Tesla’s founding has its roots in the same ideas that are driving growth in interest in the overall clean-tech sector: reduce dependence on Middle East oil, help the environment, and solve the engineering problems fast to make lots of money in the start-up world. I hope the surprise that the car is being developed in San Carlos, CA (just outside San Francisco), is not lost on you – that place is FAR from Detroit, Michigan. But the reality is that Detroit for the time being has no interest in real innovation – and they are happy to put marketing gimmicks (and style, at best) to work to recover their companies from drowning in debts and losses. Well, the Detroit executives are doing what is best for their companies at this stage. But Tesla Motors, and a few other silicon valley start-ups with similar ideas, such as Wrightspeed Inc., and Li-on Cells, have realized that this job requires engineering and fast innovation – exactly what silicon valley start-ups are good at. and guess who is funding them? Tesla, for example, has raised over $60 million from investors like PayPal cofounder Elon Musk, Google’s Larry Page and Sergey Brin, and ex-eBay chief Jeff Skoll. Yes – those guys who have too much money to spend elsewhere, and who are getting bored of controversies around their jumbo private jets, have found a new love for chic, environment-friendly automobiles. They are targeting the high profile, sports-car enthusiast market which is valued at over $3 billion worldwide. It might take a while for the Tesla to become affordable for lowly start-up guys like myself, but trust me there are plenty who will dole out the cash if their ride is the hottest thing in town – and yes, Telsa promises to be a hot rod. If they allow me a test-ride, I am ready to fly out tomorrow.

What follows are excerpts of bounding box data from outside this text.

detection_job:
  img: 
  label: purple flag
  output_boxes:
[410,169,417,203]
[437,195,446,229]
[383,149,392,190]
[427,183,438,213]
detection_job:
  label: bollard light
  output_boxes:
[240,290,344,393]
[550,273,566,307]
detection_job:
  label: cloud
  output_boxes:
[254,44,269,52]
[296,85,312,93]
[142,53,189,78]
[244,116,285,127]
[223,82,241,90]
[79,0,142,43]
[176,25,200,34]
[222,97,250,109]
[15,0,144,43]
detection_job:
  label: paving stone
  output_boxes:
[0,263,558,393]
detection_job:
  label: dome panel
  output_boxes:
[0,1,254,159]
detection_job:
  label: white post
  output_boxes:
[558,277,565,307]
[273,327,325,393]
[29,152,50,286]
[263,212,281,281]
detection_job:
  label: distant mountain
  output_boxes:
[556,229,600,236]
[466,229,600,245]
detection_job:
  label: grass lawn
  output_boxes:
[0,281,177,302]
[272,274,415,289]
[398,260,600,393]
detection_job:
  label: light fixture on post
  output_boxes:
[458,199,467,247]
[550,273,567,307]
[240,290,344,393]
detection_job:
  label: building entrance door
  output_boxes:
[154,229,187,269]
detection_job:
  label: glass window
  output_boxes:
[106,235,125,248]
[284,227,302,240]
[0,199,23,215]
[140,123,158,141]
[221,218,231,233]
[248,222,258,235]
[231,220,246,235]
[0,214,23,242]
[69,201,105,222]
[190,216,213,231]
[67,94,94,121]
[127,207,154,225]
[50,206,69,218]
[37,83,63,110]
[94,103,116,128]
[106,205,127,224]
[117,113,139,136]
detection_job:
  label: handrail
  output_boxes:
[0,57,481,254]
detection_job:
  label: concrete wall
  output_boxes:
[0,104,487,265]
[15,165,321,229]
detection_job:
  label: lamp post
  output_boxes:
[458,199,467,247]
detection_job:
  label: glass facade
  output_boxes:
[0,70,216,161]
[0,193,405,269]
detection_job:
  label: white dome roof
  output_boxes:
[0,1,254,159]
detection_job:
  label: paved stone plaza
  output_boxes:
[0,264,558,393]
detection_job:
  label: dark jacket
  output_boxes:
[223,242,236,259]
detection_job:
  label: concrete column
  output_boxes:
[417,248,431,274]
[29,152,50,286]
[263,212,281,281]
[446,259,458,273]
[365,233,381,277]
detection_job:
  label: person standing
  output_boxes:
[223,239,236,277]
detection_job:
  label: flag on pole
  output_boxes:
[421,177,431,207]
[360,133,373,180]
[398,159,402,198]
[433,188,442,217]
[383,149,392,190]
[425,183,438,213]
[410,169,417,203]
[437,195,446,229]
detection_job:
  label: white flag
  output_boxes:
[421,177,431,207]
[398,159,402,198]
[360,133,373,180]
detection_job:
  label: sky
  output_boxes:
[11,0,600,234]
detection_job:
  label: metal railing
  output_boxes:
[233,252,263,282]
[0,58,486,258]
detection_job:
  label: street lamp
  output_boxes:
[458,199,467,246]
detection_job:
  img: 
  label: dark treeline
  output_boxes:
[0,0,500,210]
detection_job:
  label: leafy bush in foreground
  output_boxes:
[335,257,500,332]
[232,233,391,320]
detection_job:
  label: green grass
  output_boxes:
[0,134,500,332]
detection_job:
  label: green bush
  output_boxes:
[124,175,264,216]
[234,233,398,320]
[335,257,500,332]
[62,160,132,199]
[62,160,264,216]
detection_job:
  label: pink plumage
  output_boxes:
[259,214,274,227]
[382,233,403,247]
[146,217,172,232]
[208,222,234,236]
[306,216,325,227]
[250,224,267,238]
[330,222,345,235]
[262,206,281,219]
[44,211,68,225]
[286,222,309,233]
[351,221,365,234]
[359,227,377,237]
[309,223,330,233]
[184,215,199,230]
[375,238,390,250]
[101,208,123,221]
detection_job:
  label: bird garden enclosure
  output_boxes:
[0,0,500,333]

Some specs from Tesla’s web-site:
# 100% electric
# 0 to 60 in about 4 seconds
# Top speed: more than 130mph
# 135 mpg equivalent
# 250 miles to recharge
# about 1c per mile recurring cost
And how does Tesla do it: Tesla is powered by nearly 7000 rechargeable lithium-ion batteries (Li-on in the company mentioned above stands for Lithium Ion as well) – the same kind that power my IBM T43 Thinkpad laptop. They store nearly 250 miles worth of driving in the sleek, stylish looking concept car. [I read this morning inChemical and Engineering News that Li-ion batteries are soon to become better as tiny amounts of Magnesium & Cobalt are introduced into the lattice structure, allowing for more layered structure , which leads to faster recharges —OK I am in nerdville now!]. There are no moving parts besides the rotor that is spun by a magnetic field. An on-board computer provides traction control, and, since the motor is not limited by the complexity of pistons moving up and down, it can spin much faster. Typical combustion engines max out at 7000rpm, while Tesla can go up to 13,500 rpms, enabling it to go 70 mph in first gear. And what’s more fun: it has no acceleration jumps at gear shifts (there are only 2 gears), and has NO noise, whatsoever. That kinds sucks – well, no. Inventors seem to suggest that they can record whatever engine sound you like better (Porsche, Ferrari, or even the sound of horse hooves) can be recorded into the MP3 player and played back to give you that nostalgic feeling.